Neue Basis kommt

Cupra Born: Starkes Update für den Style-Kompakten

Motor
06.03.2026 13:26
Porträt von krone.at
Von krone.at

Kurz bevor der kleine, querulante Raval auf den Markt kommt, modernisiert Cupra den Born umfassend: Die Spanier verpassen dem Bruder des VW ID.3 u.a. mehr Reichweite, ein größeres Cockpitdisplay, zusätzliche Assistenzsysteme und überarbeitetes Design.
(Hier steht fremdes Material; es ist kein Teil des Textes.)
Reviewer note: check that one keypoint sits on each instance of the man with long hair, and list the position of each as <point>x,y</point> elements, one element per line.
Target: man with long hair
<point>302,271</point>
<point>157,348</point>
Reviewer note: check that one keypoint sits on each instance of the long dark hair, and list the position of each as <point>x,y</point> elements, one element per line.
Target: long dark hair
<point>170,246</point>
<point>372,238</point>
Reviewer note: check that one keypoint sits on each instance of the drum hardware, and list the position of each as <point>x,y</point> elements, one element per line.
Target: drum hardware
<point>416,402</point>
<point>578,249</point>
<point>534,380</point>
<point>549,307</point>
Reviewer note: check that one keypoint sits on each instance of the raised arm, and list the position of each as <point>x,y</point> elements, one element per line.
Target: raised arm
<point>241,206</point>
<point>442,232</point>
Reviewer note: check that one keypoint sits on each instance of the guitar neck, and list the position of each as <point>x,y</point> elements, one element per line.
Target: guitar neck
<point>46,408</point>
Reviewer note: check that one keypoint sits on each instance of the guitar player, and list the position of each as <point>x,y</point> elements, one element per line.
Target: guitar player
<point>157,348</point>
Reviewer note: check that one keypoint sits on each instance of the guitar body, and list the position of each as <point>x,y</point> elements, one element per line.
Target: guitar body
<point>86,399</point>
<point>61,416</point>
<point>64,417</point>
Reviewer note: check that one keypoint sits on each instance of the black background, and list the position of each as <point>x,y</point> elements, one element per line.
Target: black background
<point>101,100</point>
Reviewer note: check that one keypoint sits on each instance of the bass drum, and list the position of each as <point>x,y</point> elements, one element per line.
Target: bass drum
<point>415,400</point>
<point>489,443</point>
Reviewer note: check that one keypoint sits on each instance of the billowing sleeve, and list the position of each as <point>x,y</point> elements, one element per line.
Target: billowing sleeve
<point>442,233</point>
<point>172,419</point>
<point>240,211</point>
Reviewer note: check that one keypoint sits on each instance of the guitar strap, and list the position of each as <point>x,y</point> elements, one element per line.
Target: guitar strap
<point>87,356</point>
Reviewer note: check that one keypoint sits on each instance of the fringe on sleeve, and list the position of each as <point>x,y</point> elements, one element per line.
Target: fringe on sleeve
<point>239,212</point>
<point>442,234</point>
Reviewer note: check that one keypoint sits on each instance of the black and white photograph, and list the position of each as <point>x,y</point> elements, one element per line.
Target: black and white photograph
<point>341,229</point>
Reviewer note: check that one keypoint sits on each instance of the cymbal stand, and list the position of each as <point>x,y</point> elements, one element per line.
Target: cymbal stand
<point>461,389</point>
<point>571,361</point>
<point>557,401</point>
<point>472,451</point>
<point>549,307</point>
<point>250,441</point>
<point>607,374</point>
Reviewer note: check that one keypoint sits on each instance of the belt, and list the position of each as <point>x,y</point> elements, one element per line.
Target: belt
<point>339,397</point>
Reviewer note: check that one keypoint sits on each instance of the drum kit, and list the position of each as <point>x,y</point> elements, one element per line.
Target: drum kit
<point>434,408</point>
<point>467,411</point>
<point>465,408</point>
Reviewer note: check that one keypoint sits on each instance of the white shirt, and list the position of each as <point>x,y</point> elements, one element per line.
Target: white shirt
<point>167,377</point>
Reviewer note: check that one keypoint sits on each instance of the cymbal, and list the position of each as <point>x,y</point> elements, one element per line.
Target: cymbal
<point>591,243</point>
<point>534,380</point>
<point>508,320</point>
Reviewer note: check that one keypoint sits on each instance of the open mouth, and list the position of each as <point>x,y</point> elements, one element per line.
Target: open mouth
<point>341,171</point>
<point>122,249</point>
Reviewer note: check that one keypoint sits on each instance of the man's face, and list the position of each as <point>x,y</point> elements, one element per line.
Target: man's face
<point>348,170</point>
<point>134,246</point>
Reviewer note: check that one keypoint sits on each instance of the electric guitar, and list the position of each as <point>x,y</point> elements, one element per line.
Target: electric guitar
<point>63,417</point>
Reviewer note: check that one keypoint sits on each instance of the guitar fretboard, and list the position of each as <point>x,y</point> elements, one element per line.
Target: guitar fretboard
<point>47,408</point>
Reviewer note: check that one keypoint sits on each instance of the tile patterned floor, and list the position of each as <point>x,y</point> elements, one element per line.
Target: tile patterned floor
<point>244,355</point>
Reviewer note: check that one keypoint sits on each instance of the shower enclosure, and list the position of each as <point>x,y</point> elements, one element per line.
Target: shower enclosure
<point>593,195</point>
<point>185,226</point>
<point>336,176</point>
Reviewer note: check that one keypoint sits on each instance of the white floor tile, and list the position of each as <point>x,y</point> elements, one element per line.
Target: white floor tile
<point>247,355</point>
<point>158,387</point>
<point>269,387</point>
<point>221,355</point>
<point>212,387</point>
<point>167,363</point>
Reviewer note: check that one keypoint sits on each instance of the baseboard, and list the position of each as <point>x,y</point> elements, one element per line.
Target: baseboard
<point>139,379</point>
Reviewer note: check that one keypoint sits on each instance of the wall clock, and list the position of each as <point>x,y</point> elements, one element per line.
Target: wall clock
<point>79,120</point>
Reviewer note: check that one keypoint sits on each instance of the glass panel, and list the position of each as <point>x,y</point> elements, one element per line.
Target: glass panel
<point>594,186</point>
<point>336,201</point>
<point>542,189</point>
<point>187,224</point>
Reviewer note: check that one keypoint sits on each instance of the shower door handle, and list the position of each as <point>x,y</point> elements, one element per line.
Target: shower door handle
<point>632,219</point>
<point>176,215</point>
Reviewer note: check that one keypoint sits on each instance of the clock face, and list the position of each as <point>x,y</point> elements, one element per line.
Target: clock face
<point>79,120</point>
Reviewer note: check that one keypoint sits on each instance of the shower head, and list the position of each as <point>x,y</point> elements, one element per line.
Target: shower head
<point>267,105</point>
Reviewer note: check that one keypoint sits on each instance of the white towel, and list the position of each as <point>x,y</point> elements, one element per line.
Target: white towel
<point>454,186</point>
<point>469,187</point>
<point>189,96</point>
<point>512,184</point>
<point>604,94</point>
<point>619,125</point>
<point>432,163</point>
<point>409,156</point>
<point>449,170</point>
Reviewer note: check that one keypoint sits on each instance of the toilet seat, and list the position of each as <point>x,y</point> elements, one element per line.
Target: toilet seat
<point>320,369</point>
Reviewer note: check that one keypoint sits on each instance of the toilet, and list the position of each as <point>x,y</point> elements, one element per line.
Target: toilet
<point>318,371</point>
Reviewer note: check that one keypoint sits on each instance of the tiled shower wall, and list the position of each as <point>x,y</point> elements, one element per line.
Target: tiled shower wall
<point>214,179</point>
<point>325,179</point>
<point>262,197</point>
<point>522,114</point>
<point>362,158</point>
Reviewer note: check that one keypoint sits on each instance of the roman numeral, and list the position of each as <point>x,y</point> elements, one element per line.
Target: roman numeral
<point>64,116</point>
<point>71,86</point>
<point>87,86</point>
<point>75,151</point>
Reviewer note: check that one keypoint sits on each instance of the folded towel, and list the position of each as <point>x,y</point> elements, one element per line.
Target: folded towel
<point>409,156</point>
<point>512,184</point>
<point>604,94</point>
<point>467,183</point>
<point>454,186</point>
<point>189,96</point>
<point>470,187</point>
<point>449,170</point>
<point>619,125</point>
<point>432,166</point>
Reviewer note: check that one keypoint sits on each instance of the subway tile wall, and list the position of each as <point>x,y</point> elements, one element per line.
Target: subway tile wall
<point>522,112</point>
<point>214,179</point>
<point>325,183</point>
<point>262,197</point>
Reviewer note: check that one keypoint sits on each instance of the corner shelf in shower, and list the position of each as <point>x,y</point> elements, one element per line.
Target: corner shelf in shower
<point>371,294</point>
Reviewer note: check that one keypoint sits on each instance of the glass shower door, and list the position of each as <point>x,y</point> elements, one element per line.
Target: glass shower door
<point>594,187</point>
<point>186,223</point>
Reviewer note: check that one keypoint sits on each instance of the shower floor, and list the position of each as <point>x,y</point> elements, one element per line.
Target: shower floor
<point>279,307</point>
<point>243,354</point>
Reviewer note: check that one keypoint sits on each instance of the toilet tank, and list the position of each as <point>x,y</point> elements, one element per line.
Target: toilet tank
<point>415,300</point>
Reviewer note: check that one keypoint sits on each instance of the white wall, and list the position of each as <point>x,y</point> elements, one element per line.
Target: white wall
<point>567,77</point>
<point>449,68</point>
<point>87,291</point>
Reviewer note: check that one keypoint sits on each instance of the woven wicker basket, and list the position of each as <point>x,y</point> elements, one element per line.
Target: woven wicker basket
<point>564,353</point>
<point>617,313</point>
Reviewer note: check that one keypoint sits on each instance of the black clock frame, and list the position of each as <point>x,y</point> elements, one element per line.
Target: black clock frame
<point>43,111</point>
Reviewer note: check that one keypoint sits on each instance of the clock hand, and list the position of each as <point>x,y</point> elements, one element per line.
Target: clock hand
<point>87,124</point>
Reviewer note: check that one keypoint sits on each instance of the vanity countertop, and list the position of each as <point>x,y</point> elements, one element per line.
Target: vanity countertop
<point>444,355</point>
Äußerlich ist der Neue an überarbeiteten Front- und Heckschürzen sowie an einem neuen Leuchtendesign zu erkennen, zu dem nun auch ein beleuchtetes Markenlogo am Heck zählt – vor allem aber auch optionale Matrix-LED-Scheinwerfer.

(Bild: Cupra)
(Bild: Cupra)
(Bild: Cupra)
(Bild: Cupra)
(Bild: Cupra)

Im Innenraum spendiert Cupra dem Kompaktstromer ein überarbeitetes Lenkrad mit neuen Bedienelementen, neue Türverkleidungen sowie Materialien mit teils hohem Recyclatanteil. Praktischer als vorher: Der Fahrer hat vier einzelne Fensterhebertasten zur Hand und muss nicht mehr zwischen vorn und hinten umschalten.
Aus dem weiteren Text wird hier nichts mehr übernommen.